Me croirez-vous si je vous dis que, comme tous les jours, mais c'est la dernière fois, le soleil fait son apparition à notre lever et nous tiendra compagnie la journée durant.

 

Je suis un peu stressé, sans raison bien précise, peur de mettre un bémol à cette semaine hors du comun ? Quoi qu'il en soit, comme tous les jours, mais... on gagne la salle à manger déjà pleine de couples de cyclos et d'une bande de vieux americains se balladant également à bicyclette dans la région. Le repas terminé, Francis sort le grand jeu, devant l'entrée de l'hôtel, au milieu du parking, il a mis le pied à vélo et asticote nos deux bécanes, nettoie les chaînes, regonfle les pneumatiques. Les occupants de l'hôtel en sont subjugués. Les vélos seront tellement bien simonisés que l'on aura des difficultés à coller le profil de l'étape sur le cadre.

 

Ce jour, nous enfilons la tenue TDL superlight, cuissards blinquants, socquettes propres ; c'est la tenue de gala. L'étape comporte deux cols et cent km. Au briefing, nous avons décidé de brûler les deux ravitos, d'aller tôt dans le sas de départ afin d'être bien placé, bref mettre toutes les chances de bien faire.

 

Comme tous les jours, mais c'est le dernier, je lance  : "one six six" (notre numéro) à l'hôtesse qui surveille l'entrée du sas C. Me répondant par l'affirmative, comme tous les jours, je lui souhaite une bonne journée. Me souhaitant de même, comme tous les jours, je lui réponds que je l'espère bien mais c'est la dernière fois. Nos amis du team Carma sont dans le bloc B, ils en sont bien aise.

 

Après le briefing habituel qui nous apprend que les cinq premiers km sont neutralisés, les hymnes habituels, le décompte et le coups de pistolet, les sas s'élancent l'un après l'autre et comme souvent, nous passerons sur le tapis à 9H 07, c'est ça aussi l'organisation allemande.

 

La course démarre rapidement, les cinqs premières bornes, neutralisées, en descente, sont vite englouties et il reste trentes plates bornes pour être au pied du premier col. Nous y serons avec une moyenne de 43,5 !!! pas sans mal pour nous qui avons cravaché pour être dans le premier tiers du peloton, en vue de la voiture de tête. Heureusement car nous apprendrons plus tard que le dernier tiers a été bloqué à un passage à niveau.

 

Et là, dès les premières rampes, je me rends bien compte que l'on n'est pas à notre place. Il s'agit d'un col de 16 pions dont les dix premiers sont à 7%. Je toxine à mort, mes puls font 10 de plus que dans le Stelvio pendant que Phil semble suivre sans problème ce bon train. Je m'accroche bec et ongle, ahane,  alterne danseuse et moulinage, dans le rouge quand Phil écoute son MP3 sans essouflements apparent. Voyant un couple mixte devant nous où l'homme pousse l'épouse, il lui prend de venir mettre sa main dans mon dos. "Touche moi pas!!" lui hurle je dans un francais approximatif ; ce sera notre seul heurt de la semaine, je n'ai pas compris sa mimique et ne supporte pas de main étrangère sur mon dos, dans une côte. De dépit, je prends le côté gauche de la chaussée, laissant le Phil, interloqué, sur le bord droit, il en sera ainsi durant deux bornes.
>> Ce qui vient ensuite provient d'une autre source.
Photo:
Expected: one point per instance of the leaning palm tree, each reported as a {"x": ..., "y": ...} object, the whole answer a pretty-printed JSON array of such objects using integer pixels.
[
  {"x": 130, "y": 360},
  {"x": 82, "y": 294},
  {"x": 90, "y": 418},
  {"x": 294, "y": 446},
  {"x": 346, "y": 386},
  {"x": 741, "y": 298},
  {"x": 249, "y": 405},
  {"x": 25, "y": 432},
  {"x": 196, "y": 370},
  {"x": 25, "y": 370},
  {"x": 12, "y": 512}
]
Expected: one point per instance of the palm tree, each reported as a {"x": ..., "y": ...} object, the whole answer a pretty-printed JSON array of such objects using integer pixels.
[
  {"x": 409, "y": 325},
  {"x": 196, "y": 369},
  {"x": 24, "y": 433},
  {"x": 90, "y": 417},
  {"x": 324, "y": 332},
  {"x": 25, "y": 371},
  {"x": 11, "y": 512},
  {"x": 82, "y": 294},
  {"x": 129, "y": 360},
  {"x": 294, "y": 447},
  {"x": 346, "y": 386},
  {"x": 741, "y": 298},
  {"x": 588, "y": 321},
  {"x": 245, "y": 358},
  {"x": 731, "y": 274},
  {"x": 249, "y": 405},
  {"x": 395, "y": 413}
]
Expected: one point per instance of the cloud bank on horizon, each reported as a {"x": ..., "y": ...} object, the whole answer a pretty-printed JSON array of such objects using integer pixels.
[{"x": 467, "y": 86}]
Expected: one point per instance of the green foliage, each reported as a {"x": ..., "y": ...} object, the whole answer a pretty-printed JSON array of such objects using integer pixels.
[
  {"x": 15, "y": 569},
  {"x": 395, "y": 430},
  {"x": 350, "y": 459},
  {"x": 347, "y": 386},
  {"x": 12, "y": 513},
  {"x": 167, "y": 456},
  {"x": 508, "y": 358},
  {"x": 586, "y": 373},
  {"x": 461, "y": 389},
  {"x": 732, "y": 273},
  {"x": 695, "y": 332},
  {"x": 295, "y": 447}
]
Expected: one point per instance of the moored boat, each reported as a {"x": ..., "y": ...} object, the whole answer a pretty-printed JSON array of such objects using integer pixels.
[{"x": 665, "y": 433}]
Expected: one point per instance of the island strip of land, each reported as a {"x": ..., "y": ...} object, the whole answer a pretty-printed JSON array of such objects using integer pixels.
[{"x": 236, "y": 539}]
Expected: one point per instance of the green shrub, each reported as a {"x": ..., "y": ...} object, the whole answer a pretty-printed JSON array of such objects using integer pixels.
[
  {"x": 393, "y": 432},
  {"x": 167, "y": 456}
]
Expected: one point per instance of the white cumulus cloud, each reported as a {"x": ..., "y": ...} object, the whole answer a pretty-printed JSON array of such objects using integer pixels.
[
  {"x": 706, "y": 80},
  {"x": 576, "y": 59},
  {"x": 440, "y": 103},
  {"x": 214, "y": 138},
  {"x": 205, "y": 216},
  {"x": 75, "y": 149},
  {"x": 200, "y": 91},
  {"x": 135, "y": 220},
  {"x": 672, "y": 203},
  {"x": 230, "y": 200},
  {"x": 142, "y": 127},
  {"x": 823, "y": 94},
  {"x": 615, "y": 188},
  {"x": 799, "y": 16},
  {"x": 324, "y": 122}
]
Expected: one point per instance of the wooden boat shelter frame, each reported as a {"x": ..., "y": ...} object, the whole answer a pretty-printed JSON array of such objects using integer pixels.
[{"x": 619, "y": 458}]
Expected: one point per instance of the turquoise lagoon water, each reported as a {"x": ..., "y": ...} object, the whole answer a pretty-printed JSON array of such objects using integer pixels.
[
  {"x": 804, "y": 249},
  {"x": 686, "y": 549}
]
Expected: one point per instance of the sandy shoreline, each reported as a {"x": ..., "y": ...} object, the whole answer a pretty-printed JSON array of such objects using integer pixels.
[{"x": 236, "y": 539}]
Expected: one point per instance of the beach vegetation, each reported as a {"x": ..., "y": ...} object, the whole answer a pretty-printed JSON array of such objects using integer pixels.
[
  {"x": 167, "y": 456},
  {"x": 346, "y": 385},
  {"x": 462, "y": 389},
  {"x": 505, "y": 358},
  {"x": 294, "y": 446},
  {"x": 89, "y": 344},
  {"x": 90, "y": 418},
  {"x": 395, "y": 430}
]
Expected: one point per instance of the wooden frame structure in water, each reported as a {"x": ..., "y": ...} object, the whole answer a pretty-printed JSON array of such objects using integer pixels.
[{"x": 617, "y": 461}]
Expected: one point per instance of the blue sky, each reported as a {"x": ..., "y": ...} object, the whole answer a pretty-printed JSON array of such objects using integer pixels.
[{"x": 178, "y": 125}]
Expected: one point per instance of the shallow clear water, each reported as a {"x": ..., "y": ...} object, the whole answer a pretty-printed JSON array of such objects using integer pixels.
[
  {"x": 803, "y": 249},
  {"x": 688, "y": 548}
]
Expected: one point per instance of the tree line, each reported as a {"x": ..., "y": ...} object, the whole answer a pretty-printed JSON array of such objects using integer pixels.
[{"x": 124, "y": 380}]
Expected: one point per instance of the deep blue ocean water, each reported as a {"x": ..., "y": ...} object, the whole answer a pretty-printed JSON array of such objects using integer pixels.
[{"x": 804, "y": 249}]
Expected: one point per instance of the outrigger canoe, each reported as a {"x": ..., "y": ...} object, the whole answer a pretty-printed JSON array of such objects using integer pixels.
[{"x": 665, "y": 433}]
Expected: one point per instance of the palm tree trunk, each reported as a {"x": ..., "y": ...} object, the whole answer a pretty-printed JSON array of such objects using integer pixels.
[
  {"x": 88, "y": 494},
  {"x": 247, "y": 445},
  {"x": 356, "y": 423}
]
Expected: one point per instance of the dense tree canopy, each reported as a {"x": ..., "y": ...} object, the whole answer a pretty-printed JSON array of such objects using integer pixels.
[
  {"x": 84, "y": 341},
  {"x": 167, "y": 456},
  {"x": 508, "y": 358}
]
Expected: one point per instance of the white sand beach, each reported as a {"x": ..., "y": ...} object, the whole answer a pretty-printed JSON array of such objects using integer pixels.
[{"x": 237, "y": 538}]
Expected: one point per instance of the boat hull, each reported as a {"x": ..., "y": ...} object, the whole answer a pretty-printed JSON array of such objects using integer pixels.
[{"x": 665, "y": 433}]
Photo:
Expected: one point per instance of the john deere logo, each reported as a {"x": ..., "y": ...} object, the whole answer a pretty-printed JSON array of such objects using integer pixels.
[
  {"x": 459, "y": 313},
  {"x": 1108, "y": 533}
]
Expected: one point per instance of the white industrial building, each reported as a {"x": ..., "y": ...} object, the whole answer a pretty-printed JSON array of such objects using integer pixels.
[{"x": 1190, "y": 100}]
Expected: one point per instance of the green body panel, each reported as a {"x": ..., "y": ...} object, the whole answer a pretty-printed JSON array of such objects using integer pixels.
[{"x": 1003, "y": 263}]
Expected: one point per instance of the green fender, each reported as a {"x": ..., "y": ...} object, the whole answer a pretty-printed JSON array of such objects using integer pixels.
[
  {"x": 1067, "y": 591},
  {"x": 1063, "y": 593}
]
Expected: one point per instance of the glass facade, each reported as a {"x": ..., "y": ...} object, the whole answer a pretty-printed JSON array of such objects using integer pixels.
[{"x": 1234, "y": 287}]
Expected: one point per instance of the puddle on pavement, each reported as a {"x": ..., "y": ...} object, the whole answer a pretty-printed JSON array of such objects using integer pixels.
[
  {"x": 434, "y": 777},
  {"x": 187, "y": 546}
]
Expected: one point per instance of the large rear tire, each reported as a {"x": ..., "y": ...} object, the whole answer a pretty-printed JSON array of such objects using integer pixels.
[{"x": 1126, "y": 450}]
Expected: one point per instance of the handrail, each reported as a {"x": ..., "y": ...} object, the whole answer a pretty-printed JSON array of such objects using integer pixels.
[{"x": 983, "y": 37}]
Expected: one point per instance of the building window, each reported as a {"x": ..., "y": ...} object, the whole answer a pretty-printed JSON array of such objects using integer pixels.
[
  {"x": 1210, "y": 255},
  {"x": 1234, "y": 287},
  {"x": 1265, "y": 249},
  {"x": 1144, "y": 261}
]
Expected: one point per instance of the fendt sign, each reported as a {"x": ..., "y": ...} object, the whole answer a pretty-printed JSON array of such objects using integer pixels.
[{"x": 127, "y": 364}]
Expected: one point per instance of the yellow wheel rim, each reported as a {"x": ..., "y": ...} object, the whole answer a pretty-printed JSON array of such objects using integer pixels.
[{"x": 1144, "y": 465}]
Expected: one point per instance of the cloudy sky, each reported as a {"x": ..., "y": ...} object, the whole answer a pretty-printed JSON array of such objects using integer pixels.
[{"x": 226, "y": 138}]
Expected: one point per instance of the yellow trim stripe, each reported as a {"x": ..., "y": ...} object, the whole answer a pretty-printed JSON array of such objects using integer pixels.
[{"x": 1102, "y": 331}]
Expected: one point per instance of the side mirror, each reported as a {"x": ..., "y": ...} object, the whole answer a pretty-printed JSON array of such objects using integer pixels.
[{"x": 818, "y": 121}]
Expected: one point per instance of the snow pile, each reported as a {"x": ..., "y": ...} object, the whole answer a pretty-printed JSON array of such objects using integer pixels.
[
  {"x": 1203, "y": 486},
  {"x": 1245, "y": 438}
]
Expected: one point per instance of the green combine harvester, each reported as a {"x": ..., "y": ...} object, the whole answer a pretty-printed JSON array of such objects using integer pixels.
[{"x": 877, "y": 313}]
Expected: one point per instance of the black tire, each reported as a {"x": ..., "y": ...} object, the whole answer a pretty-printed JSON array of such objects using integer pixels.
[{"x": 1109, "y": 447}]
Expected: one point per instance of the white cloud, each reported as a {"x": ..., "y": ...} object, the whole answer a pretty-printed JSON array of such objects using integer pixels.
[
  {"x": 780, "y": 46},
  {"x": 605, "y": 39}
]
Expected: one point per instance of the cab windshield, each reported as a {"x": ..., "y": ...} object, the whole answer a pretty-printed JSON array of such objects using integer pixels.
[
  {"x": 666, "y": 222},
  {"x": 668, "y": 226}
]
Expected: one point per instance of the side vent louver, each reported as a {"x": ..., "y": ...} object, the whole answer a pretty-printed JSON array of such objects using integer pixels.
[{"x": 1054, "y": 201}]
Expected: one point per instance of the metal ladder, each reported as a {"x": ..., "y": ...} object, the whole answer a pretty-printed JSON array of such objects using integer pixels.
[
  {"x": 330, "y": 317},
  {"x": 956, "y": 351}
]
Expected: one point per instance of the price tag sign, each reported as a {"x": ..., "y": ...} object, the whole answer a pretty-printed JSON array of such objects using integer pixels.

La fin du col étant plus aisée, on relance les mécaniques et basculons dans la descente.

 

Nous avons opté pour une étape commune et j'userais un peu plus les patins pour repartir de plus belle en bas, ensemble. Nous trouvons un bon groupe de rouleurs et arriverons ainsi au km 75, le pied du dernier col (enfin ? déjà!). De nouveau une vive souffrance prend le dessus... de mes cuisses, mais on avait dit que. On tient ainsi la première moitié du groupe, l'autre se disloquant au grè des virages et rampes, Phil mène le groupe (il faudra que je lui demande de me faire écouter la musique qui braille à ses oreilles). Nous arrivons ainsi au Passo del Balino, à quinze km de pente favorable de Riva. Au sommet, entouré de rien, tous les membres du groupe ne peuvent s'empêcher de lever les bras au ciel. Pour ma part, c'est un cri primal, venant du plus profond de mes muscles endoloris qui s'échappe de ma bouche haletante. Nous entrons dans le sud, instantanément, plus de pin mais des oliviers, plus de bruits de torrent mais des cigales et au fond , apparaît de plus en plus clairement la terre promise, enfin le lac de Garde.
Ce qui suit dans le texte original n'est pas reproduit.